Modelling incident case numbers
Extending standard models with GTD improved model quality (AIC without GTD: 6041.446; with GTD: 6038.929). To validate results, the same model fitting with data describing mostly the decreasing phase of the epidemic was performed. These findings may confirm the results of the previous modelling; model quality was slightly better with the addition of GTD data (AIC without GTD: 13101.59; with GTD: 13100.27). Detailed results are available as Supplementary material (S1).
Examination of social media use and its relationship to disease incidence is now commonplace. across multiple countries.
Crosscorrelations showed a clear relationship between GTD and reported case incidence across a number of  European countries. The quality of time series modelling, as indicated by AIC values, was also enhanced by the addition of GTD. This suggests that such data could be of real utility in disease modelling and possibly forecasting across country boundaries.
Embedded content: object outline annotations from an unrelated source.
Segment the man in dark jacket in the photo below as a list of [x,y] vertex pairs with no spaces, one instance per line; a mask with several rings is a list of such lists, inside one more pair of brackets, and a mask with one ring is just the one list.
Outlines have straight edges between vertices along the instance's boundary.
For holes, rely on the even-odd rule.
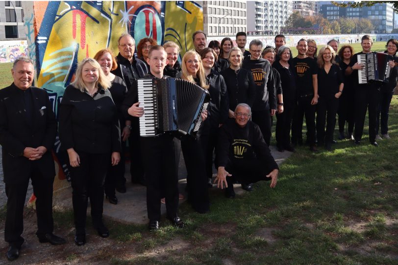
[[[119,54],[116,56],[118,68],[112,71],[112,73],[121,77],[126,84],[127,89],[131,88],[134,82],[145,75],[148,72],[146,64],[134,57],[135,41],[128,34],[122,35],[118,40]],[[128,119],[131,117],[128,117]],[[141,156],[140,147],[140,134],[139,132],[138,120],[132,118],[131,130],[128,138],[130,149],[130,173],[131,174],[131,182],[144,184],[144,168]],[[119,192],[124,193],[125,186],[124,185],[116,187]]]
[[34,73],[30,59],[17,59],[11,72],[14,83],[0,89],[0,145],[7,198],[4,239],[9,244],[10,261],[18,258],[24,241],[23,214],[29,178],[36,197],[39,241],[65,243],[52,234],[55,171],[51,150],[57,134],[52,105],[45,90],[31,86]]
[[214,182],[225,186],[225,196],[235,197],[233,179],[242,183],[271,180],[274,187],[279,168],[264,141],[258,126],[249,120],[250,107],[241,103],[235,110],[235,120],[221,127],[219,137],[218,173]]

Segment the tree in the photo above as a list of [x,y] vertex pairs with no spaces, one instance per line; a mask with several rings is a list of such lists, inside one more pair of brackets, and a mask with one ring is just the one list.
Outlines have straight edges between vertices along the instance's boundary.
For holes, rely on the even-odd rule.
[[393,8],[394,12],[398,13],[398,2],[396,1],[362,1],[362,2],[347,2],[347,3],[339,3],[335,1],[331,1],[331,3],[337,6],[341,7],[363,7],[364,6],[372,6],[375,4],[390,3],[393,4]]

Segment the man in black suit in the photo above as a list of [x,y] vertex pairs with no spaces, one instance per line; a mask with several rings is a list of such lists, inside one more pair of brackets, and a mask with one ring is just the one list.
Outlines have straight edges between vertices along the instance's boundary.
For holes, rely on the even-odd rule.
[[11,70],[14,83],[0,89],[0,144],[7,214],[4,239],[9,260],[18,258],[24,243],[23,214],[29,179],[36,196],[37,232],[41,243],[65,243],[52,234],[52,183],[55,176],[51,149],[57,133],[52,105],[47,92],[32,87],[32,61],[20,57]]

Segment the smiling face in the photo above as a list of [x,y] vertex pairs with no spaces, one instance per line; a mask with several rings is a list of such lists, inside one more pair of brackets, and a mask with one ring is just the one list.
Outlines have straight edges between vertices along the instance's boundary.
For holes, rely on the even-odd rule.
[[271,64],[271,65],[274,64],[274,61],[275,60],[275,55],[273,52],[267,52],[264,54],[263,58],[265,60],[268,60],[268,61]]
[[81,69],[81,77],[85,84],[95,83],[98,80],[99,69],[87,62],[83,65]]
[[300,41],[296,47],[297,48],[297,51],[298,52],[298,54],[301,56],[305,56],[307,53],[308,50],[308,46],[307,45],[307,42],[306,41]]
[[187,58],[185,64],[187,66],[187,70],[189,74],[194,77],[196,77],[196,74],[199,70],[199,57],[196,54],[193,54],[191,56]]
[[241,53],[238,51],[232,51],[229,54],[229,63],[233,66],[240,66],[242,63]]
[[127,60],[130,60],[133,57],[133,54],[135,50],[134,41],[129,36],[125,36],[119,41],[118,45],[120,54]]
[[364,40],[361,43],[361,46],[362,46],[362,51],[365,53],[371,52],[372,43],[370,40]]
[[167,53],[167,60],[169,60],[168,65],[169,66],[173,67],[178,59],[178,49],[174,47],[168,47],[165,50]]
[[194,38],[194,45],[195,49],[200,51],[206,47],[206,37],[203,33],[198,33]]
[[393,42],[390,42],[387,44],[387,52],[390,55],[395,55],[397,53],[397,45]]
[[98,63],[101,66],[101,68],[105,75],[108,75],[111,71],[112,66],[112,56],[109,52],[105,52],[98,60]]
[[34,73],[33,65],[27,62],[20,61],[11,69],[14,84],[22,90],[26,90],[32,85]]
[[213,52],[209,51],[204,55],[202,59],[203,67],[206,70],[210,70],[214,65],[214,55]]
[[346,60],[350,60],[351,59],[351,50],[349,48],[347,47],[343,51],[343,59]]
[[150,53],[150,58],[147,58],[147,62],[149,65],[152,74],[155,76],[163,75],[163,69],[169,63],[167,54],[163,50],[152,50]]
[[224,42],[224,43],[223,44],[223,47],[222,48],[223,49],[223,52],[226,54],[228,54],[229,53],[229,51],[231,50],[231,48],[232,47],[232,44],[231,43],[231,42],[229,41],[225,41]]

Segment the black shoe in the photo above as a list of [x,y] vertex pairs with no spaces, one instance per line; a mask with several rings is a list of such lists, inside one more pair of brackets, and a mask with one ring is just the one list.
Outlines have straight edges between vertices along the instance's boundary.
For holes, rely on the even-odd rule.
[[44,236],[37,236],[39,238],[39,242],[40,243],[50,243],[51,245],[61,245],[66,243],[65,240],[62,238],[57,237],[52,233],[49,233]]
[[228,199],[235,198],[235,191],[233,189],[232,189],[232,190],[229,190],[228,188],[225,189],[225,197]]
[[159,229],[159,221],[156,220],[150,220],[148,228],[149,231],[156,231]]
[[290,152],[294,153],[296,152],[296,149],[295,149],[294,148],[293,148],[293,147],[291,145],[288,145],[287,146],[285,146],[285,150]]
[[[121,186],[120,187],[116,187],[116,191],[120,193],[125,193],[126,186],[124,185],[123,186]],[[114,204],[117,204],[117,200],[118,199],[116,199],[117,202],[116,203],[114,203]],[[110,201],[109,201],[109,202],[110,202]],[[111,203],[112,203],[112,202],[111,202]]]
[[19,257],[19,247],[10,245],[7,251],[7,258],[9,261],[15,261]]
[[75,243],[79,246],[82,246],[86,243],[86,234],[79,234],[75,236]]
[[208,188],[213,188],[213,183],[212,183],[212,178],[210,177],[207,178],[207,187]]
[[172,223],[177,228],[182,228],[185,226],[184,221],[178,216],[174,218],[169,218],[169,220],[170,220],[172,221]]
[[313,152],[318,152],[318,150],[317,149],[317,148],[315,147],[315,145],[313,145],[312,146],[310,147],[310,151],[312,151]]
[[96,228],[97,231],[98,232],[98,235],[101,238],[106,238],[109,236],[109,231],[103,224],[96,227]]
[[250,183],[247,185],[246,184],[242,183],[241,184],[241,186],[242,187],[242,188],[245,190],[245,191],[251,191],[253,190],[253,186],[252,186],[252,185],[253,185],[253,183]]
[[[125,188],[124,188],[124,190],[125,191]],[[106,195],[105,197],[106,199],[108,199],[108,200],[109,201],[109,202],[112,203],[112,204],[118,204],[118,198],[116,197],[116,196],[114,194],[113,195]]]

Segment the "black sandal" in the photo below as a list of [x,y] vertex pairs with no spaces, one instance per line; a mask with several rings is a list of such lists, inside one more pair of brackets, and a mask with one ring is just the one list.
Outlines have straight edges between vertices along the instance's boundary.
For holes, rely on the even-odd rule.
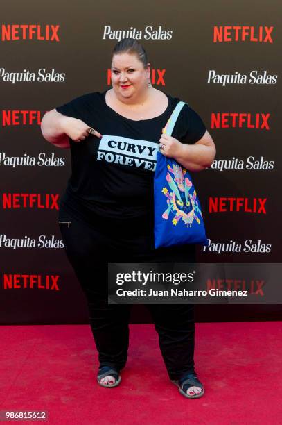
[[[204,385],[200,382],[197,375],[194,373],[185,375],[185,376],[178,381],[172,380],[172,382],[177,385],[180,394],[184,396],[184,397],[187,397],[187,399],[199,399],[204,394]],[[198,387],[202,389],[202,392],[200,394],[195,394],[194,395],[190,395],[187,394],[187,390],[190,387]]]
[[[112,376],[116,380],[114,384],[104,384],[100,381],[105,376]],[[111,366],[102,366],[99,367],[99,372],[98,372],[97,382],[101,387],[104,388],[113,388],[117,387],[121,383],[121,376],[119,374],[116,369],[112,367]]]

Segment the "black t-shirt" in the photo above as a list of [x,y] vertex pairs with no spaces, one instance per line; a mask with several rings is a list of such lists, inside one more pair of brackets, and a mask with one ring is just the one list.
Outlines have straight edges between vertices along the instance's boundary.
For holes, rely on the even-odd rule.
[[[105,93],[85,94],[56,110],[82,119],[103,135],[82,142],[70,140],[71,176],[61,203],[78,215],[130,218],[154,208],[154,171],[161,130],[179,101],[166,94],[168,106],[159,117],[135,121],[105,103]],[[173,137],[193,144],[206,127],[189,106],[182,108]]]

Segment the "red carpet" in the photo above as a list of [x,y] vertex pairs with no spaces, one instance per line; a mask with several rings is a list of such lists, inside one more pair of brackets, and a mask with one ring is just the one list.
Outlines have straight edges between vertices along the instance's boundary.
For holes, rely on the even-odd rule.
[[168,380],[153,326],[130,330],[123,381],[108,390],[87,325],[1,326],[0,410],[47,410],[68,425],[282,423],[281,322],[196,324],[206,392],[194,400]]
This could be of potential utility where traditional disease surveillance is challenging.
Country specific factors, possibly differences in testing and case reporting probably plays a critical role. Reported case numbers may not truly reflect disease occurrence, possibly only how vigorous testing regimes are. This was mitigated by examining increasing and decreasing phases of the epidemic separately; reported case numbers are likely to be more reliable at the beginning of an epidemic when the majority of cases can be identified.
A recent review highlighted the fact that although the number of studies examining the relationship between Internet searching and disease occurrence is growing, few such studies go beyond data description and use such data in disease modelling and forecasting (Mavragani et al., 2018). This is demonstrated by previous studies on conditions related to COVID-19. For example, studies examining GTD and MERS-Cov outbreak (Fung et al., 2013; Shin et al., 2016). Studies examining the correlation between GTD and COVID-19 are rapidly appearing (Effenberger et al., 2020; Husnayain et al., 2020; Walker and Sulyok, 2020) . However, none of these studies has used such data in disease modelling as was performed here.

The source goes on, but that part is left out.